Dale Stephens is a 20 year old education hactivist and Thiel Fellow. Started by Peter Thiel, the idea is that Fellows of the programme each receive $100,000 not to go to college (which Thiel believes is a waste of time and money). Dale Stephens is the leader of UnCollege a social movement which intends to challenge the notion that a college degree is the only path to business or career success. He points to the fact that self-directed learners consistently out perform traditional students, 22% of young college grads work at jobs that have no requirement for a college degree, and 70% of learning comes from real-world experiences. Dale is regularly invited to speak about his vision and has appeared on CNN, ABC, NPR, CBS, Fox, and TechCrunch. His work has been covered by the New York Times and New York Magazine toFast Company and Forbes.
Monte Stettin is the co-founder and Chief Executive Officer of e.mersion studio, llc, a state-of-the-art scientific animation and design studio that develops very sophisticated visualizations and cross-platform applications for areas including pharma, biotech, patient information, medical education, museums. e-mersion is all about bringing the power of animation to science education, through both cutting-edge advances in interactive technologies and innovations in publishing to foster immersive science and biology in action.
Bruno Zamborlin on the web
Bruno Zamborlin is a technologist, researcher, musician and designer.
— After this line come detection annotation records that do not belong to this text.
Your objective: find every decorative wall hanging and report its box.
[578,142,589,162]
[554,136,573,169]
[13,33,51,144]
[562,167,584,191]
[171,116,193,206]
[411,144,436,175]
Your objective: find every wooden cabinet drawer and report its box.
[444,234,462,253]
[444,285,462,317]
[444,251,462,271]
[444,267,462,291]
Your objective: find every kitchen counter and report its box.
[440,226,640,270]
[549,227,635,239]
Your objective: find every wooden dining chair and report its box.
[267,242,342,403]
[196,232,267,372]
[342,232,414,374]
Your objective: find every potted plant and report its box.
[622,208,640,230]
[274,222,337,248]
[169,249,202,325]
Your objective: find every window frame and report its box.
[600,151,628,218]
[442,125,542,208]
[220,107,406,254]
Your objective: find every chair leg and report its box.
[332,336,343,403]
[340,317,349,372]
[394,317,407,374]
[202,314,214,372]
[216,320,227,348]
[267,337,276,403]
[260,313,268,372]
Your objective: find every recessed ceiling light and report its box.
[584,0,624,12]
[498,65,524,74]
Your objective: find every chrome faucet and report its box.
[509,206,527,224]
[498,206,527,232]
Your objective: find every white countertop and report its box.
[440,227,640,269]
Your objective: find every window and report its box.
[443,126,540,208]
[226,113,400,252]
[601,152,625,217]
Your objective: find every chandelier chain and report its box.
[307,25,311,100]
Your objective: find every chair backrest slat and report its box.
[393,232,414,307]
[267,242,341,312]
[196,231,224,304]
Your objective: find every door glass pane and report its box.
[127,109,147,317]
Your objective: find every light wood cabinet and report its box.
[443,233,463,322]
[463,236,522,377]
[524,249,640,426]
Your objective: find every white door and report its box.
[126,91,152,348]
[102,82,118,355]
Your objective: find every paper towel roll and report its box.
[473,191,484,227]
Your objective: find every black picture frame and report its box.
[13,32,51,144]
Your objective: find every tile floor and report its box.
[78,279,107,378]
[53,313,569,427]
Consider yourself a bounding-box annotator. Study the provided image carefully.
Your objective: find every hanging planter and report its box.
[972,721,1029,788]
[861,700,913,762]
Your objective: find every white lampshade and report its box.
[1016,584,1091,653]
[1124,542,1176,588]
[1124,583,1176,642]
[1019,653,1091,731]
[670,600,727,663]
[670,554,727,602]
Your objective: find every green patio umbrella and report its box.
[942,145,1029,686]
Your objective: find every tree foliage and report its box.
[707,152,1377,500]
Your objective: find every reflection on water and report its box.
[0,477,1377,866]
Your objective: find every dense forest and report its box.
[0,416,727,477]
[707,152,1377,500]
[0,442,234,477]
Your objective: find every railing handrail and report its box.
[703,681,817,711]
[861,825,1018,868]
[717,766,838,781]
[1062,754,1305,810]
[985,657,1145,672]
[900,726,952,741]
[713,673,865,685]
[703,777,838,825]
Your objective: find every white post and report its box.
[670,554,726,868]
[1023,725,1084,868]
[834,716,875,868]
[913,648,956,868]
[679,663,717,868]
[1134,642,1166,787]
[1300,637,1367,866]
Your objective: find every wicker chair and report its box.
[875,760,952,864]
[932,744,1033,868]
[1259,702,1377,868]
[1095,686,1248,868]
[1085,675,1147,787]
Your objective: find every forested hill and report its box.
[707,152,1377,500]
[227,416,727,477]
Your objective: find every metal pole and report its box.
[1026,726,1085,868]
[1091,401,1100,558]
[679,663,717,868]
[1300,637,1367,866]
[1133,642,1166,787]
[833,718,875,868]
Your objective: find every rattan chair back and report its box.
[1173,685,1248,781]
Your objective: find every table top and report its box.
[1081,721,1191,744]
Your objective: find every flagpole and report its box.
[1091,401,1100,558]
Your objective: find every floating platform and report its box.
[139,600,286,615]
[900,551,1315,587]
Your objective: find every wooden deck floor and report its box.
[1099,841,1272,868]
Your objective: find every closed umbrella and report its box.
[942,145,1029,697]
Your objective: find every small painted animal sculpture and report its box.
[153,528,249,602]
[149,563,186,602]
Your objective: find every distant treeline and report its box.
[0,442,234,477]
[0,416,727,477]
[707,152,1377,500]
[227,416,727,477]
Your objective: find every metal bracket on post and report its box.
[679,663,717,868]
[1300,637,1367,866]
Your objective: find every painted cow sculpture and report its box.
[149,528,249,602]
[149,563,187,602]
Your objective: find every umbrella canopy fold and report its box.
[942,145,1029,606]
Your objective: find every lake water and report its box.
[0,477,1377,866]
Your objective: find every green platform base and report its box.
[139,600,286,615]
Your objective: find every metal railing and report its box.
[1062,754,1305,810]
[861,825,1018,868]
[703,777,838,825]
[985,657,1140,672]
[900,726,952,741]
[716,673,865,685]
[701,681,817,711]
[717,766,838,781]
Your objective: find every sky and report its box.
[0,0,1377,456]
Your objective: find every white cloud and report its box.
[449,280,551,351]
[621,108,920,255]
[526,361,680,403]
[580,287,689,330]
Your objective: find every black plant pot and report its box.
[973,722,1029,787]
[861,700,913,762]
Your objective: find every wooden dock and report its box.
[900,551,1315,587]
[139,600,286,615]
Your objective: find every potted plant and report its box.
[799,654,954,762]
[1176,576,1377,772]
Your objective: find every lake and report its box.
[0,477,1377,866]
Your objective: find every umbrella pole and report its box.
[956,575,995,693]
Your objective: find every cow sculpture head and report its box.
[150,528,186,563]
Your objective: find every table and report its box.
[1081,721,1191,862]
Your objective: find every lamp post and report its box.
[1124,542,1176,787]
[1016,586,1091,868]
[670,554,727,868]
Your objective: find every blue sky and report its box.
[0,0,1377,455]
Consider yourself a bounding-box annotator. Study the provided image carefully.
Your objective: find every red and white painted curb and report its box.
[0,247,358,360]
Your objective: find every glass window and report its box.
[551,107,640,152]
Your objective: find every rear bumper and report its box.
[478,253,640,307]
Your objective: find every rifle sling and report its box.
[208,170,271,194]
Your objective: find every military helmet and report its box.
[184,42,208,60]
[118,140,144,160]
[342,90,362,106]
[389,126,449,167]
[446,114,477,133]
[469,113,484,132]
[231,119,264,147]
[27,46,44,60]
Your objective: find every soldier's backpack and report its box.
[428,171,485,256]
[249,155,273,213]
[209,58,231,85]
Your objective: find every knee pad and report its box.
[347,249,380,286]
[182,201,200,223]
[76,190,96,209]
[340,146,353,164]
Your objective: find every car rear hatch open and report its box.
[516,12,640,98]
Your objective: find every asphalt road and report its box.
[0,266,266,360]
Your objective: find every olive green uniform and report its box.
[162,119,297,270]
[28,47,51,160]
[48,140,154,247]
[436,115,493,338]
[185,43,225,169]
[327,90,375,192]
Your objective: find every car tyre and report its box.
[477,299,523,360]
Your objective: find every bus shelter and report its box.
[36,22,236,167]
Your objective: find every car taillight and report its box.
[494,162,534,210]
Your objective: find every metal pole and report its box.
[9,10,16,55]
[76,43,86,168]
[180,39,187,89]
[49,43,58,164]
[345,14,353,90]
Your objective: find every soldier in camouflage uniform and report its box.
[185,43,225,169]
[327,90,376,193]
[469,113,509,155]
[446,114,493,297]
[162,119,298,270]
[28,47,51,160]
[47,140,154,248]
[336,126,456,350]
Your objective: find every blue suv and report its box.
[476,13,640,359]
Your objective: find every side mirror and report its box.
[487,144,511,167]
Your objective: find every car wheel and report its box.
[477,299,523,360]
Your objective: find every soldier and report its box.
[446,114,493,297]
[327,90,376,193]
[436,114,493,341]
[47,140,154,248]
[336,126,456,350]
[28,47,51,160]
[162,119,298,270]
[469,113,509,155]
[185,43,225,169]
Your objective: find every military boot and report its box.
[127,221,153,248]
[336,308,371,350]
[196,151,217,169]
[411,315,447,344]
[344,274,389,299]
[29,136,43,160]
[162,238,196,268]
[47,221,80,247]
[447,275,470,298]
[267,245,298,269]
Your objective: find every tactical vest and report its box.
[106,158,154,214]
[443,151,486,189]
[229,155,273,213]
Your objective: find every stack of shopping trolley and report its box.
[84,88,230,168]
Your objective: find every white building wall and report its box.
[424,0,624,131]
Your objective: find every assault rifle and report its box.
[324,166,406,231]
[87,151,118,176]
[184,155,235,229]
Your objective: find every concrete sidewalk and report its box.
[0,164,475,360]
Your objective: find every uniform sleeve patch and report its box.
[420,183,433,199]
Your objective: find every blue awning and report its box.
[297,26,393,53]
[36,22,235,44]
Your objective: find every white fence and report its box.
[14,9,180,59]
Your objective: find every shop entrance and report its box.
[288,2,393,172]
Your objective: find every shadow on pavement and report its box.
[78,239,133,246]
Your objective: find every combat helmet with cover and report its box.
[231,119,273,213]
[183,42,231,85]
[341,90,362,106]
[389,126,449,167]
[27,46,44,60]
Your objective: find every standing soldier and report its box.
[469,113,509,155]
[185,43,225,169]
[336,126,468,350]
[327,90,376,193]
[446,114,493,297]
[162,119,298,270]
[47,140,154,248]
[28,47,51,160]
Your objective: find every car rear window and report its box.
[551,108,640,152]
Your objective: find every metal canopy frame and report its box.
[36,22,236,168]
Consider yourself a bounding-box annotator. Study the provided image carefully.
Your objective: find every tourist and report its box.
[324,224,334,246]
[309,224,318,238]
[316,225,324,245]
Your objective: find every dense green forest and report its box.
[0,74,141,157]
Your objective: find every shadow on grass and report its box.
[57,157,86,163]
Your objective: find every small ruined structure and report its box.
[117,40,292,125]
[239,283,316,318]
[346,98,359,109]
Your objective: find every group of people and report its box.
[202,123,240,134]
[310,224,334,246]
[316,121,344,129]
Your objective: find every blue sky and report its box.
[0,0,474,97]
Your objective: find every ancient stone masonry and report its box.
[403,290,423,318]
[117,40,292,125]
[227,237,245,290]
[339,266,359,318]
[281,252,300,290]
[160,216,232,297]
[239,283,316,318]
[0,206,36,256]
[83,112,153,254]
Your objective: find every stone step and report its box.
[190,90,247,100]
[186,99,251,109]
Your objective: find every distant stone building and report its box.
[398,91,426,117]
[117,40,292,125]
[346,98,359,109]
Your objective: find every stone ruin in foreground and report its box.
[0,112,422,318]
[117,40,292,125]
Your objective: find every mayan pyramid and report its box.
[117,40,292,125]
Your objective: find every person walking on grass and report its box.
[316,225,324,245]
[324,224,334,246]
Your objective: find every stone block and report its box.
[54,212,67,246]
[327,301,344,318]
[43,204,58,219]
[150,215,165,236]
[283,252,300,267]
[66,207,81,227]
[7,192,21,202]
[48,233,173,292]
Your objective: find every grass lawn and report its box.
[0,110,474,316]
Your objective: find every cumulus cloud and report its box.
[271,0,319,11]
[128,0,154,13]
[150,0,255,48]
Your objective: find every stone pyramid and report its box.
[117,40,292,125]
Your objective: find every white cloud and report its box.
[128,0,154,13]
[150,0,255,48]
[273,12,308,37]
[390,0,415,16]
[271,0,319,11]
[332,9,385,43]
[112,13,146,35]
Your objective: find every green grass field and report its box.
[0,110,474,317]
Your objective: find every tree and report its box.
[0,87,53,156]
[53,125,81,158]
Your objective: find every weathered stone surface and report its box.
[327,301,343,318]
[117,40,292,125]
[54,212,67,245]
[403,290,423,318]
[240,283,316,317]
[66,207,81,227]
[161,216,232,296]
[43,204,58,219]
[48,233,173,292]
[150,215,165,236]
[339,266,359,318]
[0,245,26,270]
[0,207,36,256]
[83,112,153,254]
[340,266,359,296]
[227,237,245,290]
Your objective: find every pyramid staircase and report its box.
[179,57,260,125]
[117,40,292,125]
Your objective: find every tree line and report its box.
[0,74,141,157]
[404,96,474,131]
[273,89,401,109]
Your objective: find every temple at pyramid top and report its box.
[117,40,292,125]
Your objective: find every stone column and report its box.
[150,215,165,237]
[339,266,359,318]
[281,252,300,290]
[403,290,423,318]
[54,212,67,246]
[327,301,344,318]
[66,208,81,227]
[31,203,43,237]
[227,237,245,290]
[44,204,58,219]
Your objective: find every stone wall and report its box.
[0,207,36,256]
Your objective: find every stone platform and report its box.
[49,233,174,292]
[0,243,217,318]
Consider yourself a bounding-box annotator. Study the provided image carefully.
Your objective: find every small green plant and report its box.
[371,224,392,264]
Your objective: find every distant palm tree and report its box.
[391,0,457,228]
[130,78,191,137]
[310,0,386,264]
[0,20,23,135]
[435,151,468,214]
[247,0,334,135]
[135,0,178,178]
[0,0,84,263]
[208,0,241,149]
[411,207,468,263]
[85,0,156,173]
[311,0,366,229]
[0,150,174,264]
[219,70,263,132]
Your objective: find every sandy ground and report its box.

He's been working on a joint PhD in computational technologies between Paris and London, exploring new methods for gestural interaction and its applications in performing arts and the creation of new musical instruments. Bruno is interested in the topic of Interactive Machine Learning and the possibility of allowing the artist to interact with the entire supervised learning process and the creation and design of his own gesture vocabulary. The early results of this research is Mogees, which uses contact microphones to turn any touchable surface into a musical instrument. Bruno made a video illustrating Mogees that's had more then 300,000 views, furthering his mission to open up gestural vocabulary to impromptu actions and personalisation.